Sunday, April 29, 2007
i want it all:
Condoleezza Rice says there must be no timeline for withdrawal. Why?
The Iraqis, many of whom are paying great sacrifice to try to make this national unity government work, want to be able to move forward on the reconciliation.
... and an announced withdrawal will hinder reconciliation, which is the underlying political goal of the surge; if not the entire war at this point. Leave aside for a moment that General Petraeus recognizes Nouri al-Maliki's government is "not a government of national unity." Maliki has demonstrated repeatedly that there's only so far he'll bend in the direction of concessions to the Sunnis, no matter how hard the U.S. pushes, which makes sense in the context of consolidating Shiite gains. If more evidence is necessary that that's where Maliki's interests lie, consider that his proxies have been purging the Army and National Police of commanders who take too aggressive a line against Shiite militias:

At the national level, some U.S. officials are increasingly concerned about the Office of the Commander in Chief, a behind-the-scenes department that works on military issues for the prime minister.

One adviser in the office, Bassima Luay Hasun al-Jaidri, has enough influence to remove and intimidate senior commanders, and her work has "stifled" many officers who are afraid of angering her, a senior U.S. military official said. U.S. commanders are considering installing a U.S. liaison officer in the department to better understand its influence.

"Her office harasses [Iraqi commanders] if they are nationalistic and fair," said the U.S. official, speaking on condition of anonymity out of concern over publicly criticizing the Iraqi government. "They need to get rid of her and her little group."

And it's safe to consider the appearance of this piece a nudge in that direction. Yet the basic problem with Maliki remains: owing his political life to more-radical and more-sectarian elements in Shiite politics, he'll either break with them and marginalize himself or muddle through by conceding only so much to the U.S. and his sectarian competition. It's no wonder that Iyad Allawi is renewing his push to replace Maliki, resubmitting his resume to the U.S. that there's a less-sectarian quasi-strongman option still on the table, regardless of how that all turned out the first time around. Rice, for one, might not think it such a bad idea at this point, hard as it is to imagine the return of Allawi.
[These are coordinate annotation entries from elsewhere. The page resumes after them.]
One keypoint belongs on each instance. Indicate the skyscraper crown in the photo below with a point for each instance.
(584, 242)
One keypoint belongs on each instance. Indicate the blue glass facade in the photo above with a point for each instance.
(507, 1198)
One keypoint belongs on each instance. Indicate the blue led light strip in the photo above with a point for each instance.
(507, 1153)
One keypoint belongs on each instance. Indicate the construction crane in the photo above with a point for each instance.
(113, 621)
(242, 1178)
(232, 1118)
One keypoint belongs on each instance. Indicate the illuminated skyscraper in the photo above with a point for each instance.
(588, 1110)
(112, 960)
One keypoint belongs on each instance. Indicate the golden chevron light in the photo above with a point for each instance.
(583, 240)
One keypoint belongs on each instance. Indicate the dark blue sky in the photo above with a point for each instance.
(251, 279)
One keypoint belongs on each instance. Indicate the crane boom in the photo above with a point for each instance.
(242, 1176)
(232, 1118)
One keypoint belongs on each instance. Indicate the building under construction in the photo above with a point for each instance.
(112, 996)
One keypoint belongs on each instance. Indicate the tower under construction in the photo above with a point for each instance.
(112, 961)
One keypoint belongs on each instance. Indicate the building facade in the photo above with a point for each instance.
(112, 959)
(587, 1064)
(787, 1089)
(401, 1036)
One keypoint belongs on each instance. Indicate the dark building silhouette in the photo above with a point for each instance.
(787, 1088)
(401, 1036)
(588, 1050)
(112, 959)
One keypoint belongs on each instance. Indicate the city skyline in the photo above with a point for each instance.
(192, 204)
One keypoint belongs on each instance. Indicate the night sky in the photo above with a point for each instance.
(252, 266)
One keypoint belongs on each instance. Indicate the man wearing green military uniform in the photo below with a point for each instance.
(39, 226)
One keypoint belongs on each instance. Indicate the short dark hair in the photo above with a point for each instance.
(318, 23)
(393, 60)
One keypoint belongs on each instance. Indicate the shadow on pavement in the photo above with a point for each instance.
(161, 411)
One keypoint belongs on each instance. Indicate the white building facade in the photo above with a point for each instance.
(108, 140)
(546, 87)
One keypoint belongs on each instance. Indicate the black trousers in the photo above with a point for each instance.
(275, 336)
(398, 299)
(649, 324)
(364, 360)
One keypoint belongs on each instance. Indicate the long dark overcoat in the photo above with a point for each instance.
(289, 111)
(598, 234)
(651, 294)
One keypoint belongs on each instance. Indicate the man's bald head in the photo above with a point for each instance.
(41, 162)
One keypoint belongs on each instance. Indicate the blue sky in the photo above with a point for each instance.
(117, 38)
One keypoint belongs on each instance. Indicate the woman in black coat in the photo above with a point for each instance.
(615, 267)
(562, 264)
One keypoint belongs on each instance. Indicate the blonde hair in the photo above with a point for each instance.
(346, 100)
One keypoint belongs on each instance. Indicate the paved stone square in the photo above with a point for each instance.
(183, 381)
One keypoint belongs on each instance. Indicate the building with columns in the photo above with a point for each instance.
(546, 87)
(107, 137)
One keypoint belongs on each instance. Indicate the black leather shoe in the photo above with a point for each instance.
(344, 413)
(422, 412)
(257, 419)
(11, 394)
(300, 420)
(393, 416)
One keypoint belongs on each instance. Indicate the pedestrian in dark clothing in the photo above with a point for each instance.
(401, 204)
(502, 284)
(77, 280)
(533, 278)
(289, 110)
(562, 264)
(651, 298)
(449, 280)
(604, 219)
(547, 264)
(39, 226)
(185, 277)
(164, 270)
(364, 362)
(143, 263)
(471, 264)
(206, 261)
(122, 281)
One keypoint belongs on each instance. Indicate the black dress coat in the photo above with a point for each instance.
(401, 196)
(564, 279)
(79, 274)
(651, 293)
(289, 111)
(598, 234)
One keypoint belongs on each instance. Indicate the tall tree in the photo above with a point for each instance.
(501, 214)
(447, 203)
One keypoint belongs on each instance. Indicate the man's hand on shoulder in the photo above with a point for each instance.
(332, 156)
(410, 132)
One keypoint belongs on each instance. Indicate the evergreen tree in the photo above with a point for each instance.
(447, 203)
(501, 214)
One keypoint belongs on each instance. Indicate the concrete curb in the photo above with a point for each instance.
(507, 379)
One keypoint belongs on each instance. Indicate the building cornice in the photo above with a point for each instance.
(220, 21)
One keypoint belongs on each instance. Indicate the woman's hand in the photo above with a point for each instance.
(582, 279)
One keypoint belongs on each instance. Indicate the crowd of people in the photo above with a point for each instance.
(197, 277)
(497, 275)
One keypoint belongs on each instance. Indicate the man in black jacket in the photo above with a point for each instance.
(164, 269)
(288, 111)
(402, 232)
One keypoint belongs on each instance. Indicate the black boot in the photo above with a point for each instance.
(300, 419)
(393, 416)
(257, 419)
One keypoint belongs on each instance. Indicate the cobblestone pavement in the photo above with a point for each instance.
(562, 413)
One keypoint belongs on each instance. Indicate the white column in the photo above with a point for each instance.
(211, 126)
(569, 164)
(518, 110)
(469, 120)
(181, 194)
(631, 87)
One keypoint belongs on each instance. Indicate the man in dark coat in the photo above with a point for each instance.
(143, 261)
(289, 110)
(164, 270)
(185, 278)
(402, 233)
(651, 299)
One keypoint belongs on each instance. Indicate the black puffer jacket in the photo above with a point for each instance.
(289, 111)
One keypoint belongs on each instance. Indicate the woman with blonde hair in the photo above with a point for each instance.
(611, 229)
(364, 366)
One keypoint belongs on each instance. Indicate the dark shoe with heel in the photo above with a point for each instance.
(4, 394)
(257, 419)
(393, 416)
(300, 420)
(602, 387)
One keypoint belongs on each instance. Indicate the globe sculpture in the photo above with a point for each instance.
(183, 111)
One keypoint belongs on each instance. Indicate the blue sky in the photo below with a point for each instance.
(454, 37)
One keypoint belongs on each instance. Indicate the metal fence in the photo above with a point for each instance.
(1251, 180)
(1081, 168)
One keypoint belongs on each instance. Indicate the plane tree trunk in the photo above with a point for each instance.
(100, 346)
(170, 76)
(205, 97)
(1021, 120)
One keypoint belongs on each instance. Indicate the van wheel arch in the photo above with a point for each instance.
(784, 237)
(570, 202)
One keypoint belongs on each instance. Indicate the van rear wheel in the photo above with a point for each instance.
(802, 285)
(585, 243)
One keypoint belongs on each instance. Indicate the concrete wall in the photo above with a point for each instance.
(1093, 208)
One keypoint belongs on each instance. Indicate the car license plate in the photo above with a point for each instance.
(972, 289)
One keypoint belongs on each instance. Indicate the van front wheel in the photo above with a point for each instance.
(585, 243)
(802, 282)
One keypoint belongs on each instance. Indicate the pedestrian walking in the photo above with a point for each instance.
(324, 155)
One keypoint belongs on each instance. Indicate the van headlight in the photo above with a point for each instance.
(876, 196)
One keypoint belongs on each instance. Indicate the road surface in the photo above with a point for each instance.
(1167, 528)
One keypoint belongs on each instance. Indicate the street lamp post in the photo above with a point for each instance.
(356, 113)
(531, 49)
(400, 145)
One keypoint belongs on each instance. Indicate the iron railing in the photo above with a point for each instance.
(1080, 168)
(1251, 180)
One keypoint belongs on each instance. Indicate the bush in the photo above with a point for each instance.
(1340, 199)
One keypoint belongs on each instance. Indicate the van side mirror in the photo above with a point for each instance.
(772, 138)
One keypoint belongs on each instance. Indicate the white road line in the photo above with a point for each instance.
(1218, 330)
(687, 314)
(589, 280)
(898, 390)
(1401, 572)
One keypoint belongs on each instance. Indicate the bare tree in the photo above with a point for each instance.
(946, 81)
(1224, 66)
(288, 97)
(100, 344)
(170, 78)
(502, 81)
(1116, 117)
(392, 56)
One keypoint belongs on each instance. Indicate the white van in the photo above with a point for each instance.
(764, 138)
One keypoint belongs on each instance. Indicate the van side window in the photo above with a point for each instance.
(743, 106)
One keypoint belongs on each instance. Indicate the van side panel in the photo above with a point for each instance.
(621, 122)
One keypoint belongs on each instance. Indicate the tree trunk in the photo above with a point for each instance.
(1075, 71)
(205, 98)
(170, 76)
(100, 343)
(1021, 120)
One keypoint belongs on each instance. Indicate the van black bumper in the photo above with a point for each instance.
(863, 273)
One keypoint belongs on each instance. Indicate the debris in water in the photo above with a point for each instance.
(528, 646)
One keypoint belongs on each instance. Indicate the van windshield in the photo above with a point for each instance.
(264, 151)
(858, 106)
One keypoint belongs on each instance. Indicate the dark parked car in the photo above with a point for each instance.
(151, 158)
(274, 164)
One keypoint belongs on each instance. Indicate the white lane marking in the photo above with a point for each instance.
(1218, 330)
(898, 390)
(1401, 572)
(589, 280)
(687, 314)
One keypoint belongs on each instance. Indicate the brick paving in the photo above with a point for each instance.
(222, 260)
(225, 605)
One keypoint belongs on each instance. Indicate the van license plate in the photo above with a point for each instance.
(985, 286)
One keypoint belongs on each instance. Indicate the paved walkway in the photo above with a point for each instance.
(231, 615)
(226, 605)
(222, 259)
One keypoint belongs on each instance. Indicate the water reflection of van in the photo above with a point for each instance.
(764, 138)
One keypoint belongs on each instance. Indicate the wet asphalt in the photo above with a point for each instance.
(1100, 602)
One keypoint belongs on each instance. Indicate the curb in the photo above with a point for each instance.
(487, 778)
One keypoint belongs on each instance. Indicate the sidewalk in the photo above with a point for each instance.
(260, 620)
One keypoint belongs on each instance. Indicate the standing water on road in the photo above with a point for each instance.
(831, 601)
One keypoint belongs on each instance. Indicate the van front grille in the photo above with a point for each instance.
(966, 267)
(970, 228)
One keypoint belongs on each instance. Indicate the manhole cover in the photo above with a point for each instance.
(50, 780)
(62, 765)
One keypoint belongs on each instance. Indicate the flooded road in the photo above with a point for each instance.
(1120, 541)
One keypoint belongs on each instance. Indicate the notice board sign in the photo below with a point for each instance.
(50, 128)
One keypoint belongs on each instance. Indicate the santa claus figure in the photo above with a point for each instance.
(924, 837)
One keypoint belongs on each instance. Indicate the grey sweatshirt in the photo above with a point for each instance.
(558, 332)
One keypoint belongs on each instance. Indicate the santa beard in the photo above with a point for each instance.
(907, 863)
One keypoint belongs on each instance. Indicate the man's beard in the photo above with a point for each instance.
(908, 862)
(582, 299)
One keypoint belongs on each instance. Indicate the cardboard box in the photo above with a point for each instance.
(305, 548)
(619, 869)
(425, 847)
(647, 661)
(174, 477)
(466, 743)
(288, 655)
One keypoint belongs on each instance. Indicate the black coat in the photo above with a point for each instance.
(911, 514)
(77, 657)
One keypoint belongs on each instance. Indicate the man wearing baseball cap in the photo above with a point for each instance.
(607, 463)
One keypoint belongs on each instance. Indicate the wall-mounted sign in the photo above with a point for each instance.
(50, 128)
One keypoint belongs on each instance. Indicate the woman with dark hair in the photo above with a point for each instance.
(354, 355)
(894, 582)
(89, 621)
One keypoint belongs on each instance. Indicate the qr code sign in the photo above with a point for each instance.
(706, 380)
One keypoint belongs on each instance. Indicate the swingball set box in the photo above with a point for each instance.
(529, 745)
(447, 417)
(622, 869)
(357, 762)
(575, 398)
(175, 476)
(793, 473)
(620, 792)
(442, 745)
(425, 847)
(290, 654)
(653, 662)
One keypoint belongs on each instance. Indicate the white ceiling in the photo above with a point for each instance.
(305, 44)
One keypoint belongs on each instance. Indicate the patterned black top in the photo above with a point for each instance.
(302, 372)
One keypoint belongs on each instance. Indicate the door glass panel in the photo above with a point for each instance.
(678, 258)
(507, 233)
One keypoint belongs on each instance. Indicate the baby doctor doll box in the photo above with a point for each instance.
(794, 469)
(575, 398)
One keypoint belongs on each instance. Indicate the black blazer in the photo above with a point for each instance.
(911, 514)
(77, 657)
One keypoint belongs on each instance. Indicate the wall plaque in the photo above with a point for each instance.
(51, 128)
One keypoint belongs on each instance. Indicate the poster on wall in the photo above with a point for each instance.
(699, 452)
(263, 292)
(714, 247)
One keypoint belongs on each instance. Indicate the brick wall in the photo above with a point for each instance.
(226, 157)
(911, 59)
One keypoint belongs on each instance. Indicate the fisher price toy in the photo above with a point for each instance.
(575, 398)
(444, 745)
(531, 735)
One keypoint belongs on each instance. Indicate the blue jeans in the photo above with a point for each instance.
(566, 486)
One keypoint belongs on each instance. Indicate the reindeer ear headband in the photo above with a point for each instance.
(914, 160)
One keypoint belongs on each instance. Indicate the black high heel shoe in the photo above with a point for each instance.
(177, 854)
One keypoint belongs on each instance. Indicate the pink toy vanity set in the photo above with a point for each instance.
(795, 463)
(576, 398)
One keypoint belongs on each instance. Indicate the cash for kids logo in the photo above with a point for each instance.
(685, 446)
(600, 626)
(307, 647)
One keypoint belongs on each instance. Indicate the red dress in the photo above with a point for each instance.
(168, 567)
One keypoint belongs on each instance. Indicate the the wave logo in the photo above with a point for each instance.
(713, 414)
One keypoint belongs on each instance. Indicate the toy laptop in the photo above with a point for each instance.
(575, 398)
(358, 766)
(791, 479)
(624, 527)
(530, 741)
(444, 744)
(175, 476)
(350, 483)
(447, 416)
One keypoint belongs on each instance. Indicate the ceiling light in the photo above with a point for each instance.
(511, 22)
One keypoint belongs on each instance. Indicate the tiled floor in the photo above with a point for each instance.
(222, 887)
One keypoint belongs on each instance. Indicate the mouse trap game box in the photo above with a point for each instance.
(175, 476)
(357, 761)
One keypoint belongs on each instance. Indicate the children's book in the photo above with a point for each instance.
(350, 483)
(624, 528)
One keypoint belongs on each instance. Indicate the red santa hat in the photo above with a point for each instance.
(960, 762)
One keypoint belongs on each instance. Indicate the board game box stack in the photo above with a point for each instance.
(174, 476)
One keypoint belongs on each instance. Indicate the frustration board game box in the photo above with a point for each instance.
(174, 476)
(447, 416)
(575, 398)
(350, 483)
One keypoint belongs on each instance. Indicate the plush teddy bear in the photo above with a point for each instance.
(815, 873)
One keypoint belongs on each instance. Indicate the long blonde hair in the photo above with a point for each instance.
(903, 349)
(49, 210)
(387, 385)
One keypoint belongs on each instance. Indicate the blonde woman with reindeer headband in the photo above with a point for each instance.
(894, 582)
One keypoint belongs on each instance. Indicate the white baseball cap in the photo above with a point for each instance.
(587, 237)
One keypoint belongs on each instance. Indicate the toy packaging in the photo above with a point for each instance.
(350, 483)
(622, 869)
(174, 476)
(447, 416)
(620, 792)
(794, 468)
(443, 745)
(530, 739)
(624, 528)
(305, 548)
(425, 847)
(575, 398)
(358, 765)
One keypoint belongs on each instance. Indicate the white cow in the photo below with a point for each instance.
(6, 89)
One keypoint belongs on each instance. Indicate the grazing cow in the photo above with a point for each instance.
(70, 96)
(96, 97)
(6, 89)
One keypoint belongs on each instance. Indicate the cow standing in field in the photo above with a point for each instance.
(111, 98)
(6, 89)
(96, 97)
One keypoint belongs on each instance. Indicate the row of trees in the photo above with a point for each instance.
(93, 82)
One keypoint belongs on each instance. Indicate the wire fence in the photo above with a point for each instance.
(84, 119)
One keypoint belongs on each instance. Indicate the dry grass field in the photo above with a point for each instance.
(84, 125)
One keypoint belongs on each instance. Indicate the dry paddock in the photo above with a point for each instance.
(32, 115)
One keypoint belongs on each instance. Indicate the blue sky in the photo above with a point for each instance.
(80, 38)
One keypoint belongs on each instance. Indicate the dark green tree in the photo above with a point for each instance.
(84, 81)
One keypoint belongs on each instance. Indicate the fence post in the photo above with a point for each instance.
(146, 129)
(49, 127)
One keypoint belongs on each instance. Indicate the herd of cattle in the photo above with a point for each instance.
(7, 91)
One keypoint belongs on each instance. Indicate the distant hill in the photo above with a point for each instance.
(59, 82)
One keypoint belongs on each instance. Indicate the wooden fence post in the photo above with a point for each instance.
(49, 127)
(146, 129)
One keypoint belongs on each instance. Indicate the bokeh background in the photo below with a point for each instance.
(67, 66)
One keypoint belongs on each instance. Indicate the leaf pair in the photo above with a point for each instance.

All this is to say that reconciliation -- and who knows what reconciliation even means anymore, really -- is more of a necessity for her than for Maliki.

Finally, some wild speculation: the Post story on Maliki's security purges is comes on the heels of this week's big Iraq conference in Sharm el-Sheikh. The regional players, save Iran, are going to demand Maliki restrain Shiite power -- let's not be euphemistic here -- and he's going to insist on their less-than-qualified support for his government. (Already Saudi King Abdullah is rumored to be snubbing Maliki at the conference.) As much as the U.S. wants Maliki to come home with some secured promises for support from his neighbors, it also wants Maliki to flex against the Shiite Crescent. Confirming some stuff that damages the Iraqi PM in the eyes of the Sunni powers ahead of the conference might not be as perverse for the administration as it seems on first blush.
--Spencer Ackerman
So you are saying the surge is working, right?

But seriously, when are you going to be linking to your Iraq pieces in The Nation and The Prospect?